United States Assistant Attorney General for the Antitrust Division
- In office 1943–1947
- President: Franklin D. Roosevelt
- Preceded by: Thurman Arnold
- Succeeded by: John F. Sonnett

United States Assistant Attorney General for the Criminal Division
- In office 1941–1943
- President: Franklin D. Roosevelt
- Preceded by: O. John Rogge
- Succeeded by: Tom C. Clark

Personal details
- Born: 1903 Lincoln, Nebraska
- Died: September 25, 1955 (aged 51–52) Washington, D.C.
- Parents: George W. Berge (father); Cora Ott Berge (mother);
- Occupation: Business Lawyer, Head of the Antitrust Division of the Department of Justice (1943 to 1947)

= Wendell Berge =

American business lawyer (1903–1955)

Wendell Berge (1903 – September 25, 1955) was an American business lawyer. He served as head of the Antitrust Division of the Department of Justice from 1943 to 1947.

== Early life ==
Berge was born to George W. and Cora Ott Berge in Lincoln, Nebraska. The Berge family was close to the Democratic Party. Berge studied law at the University of Nebraska and graduated with a Bachelor of Laws in 1925. He continued his studies at the University of Michigan, obtaining two juridical doctorate degrees in 1930.

== Career ==
After a brief tenure as a lawyer in New York City, Berge went to Washington, D.C. in 1930 at the invitation of John Lord O'Brian, a prominent antitrust lawyer and head of the Antitrust Division of the Department of Justice. There he worked as a special assistant to the US attorney general before becoming Chief Assistant to the new division head, Thurman Arnold, in 1938. In 1941, Berge was appointed Assistant Attorney General for the Criminal Investigation Division of the Department of Justice by President Franklin D. Roosevelt. In 1943, he became head of the Antitrust Department in the same ministry.

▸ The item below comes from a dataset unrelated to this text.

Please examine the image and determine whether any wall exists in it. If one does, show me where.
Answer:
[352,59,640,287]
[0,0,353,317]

Berge strongly supported the view that any monopoly would harm the free economy. In 1944, he published the book Cartels: Challenge to a Free World, which made Berge, along with Joseph Borkin, Charles Welsh, and Corwin D. Edwards, one of the spokesmen in the new campaign against international cartels. This corresponded to the radical, anti-monopolist position of the Roosevelt Progressivists, which had begun developing in 1937 and dominated American politics between 1943 and 1946. However, this notion of international cartels was rejected by both the conservative and Marxist sides on the premise that it was unrealistic or imperialist. Berge's book became an international success. From 1946 on it was translated into Scandinavian languages, into Russian in 1947 and into Serbo-Croatian in 1953.

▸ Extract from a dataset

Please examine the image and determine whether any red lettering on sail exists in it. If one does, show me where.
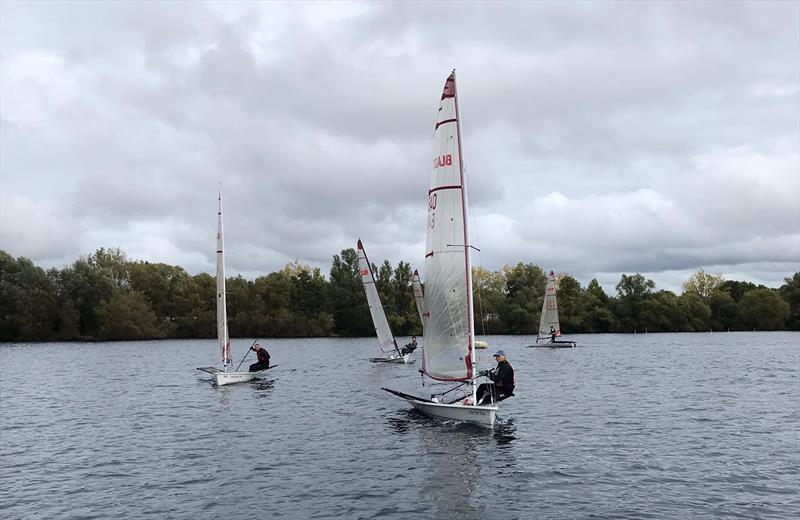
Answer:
[433,154,453,170]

After his term as Assistant Attorney General of the United States, Berge worked as a member of the law firm Posner, Berge, Fox & Arent in Washington, D. C.

== Legacy ==
Wendell Berge died on September 25, 1955, in Washington, D.C. from a heart attack.

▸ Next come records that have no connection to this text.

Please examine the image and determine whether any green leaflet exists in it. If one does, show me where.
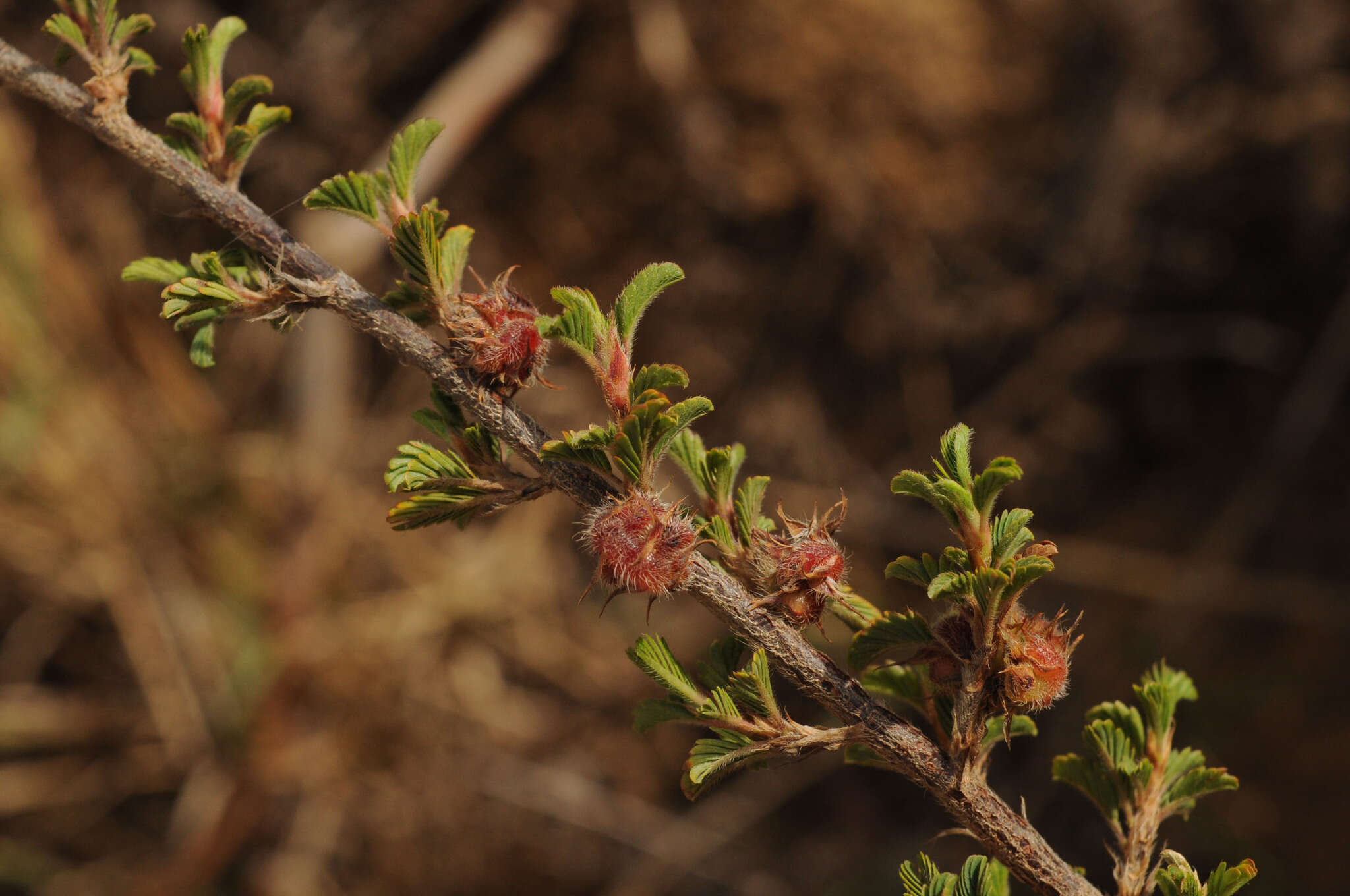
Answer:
[736,476,774,545]
[1156,849,1257,896]
[386,119,446,206]
[389,205,450,296]
[900,853,1009,896]
[539,424,618,474]
[933,424,972,488]
[628,364,702,405]
[537,286,609,358]
[628,634,707,707]
[980,715,1040,750]
[1053,663,1238,831]
[848,610,933,669]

The Washington Post lamented in its obituary that “(t)he death of Wendell Berge takes from Washington one of its most public-spirited lawyers and a man who made a notable record in antitrust enforcement.”

== Works and speeches ==
- Criminal jurisdiction and the territorial principle. Dissertation, University of Michigan Law School 1928.
- The Case of the S. S. ‘Lotus’. In: Michigan Law Review. Band 26, 1928, Nr. 4 (19280201), S. 361–382.
- The monopoly investigation, what it means. An address before national retail credit association. 20 February 1939, Rochester, New York.
- What shall we do about cartels in the post-war period? An address ... prepared for delivery at a conference of the People's Lobby, Inc. 12 February 1944.
- Cartels: Challenge to a Free World. Public Affairs Press, Washington 1944.
- What substitute for private international cartels? An address ... prepared for delivery before the People's Lobby (broadcast over NBC). 3 May 1945.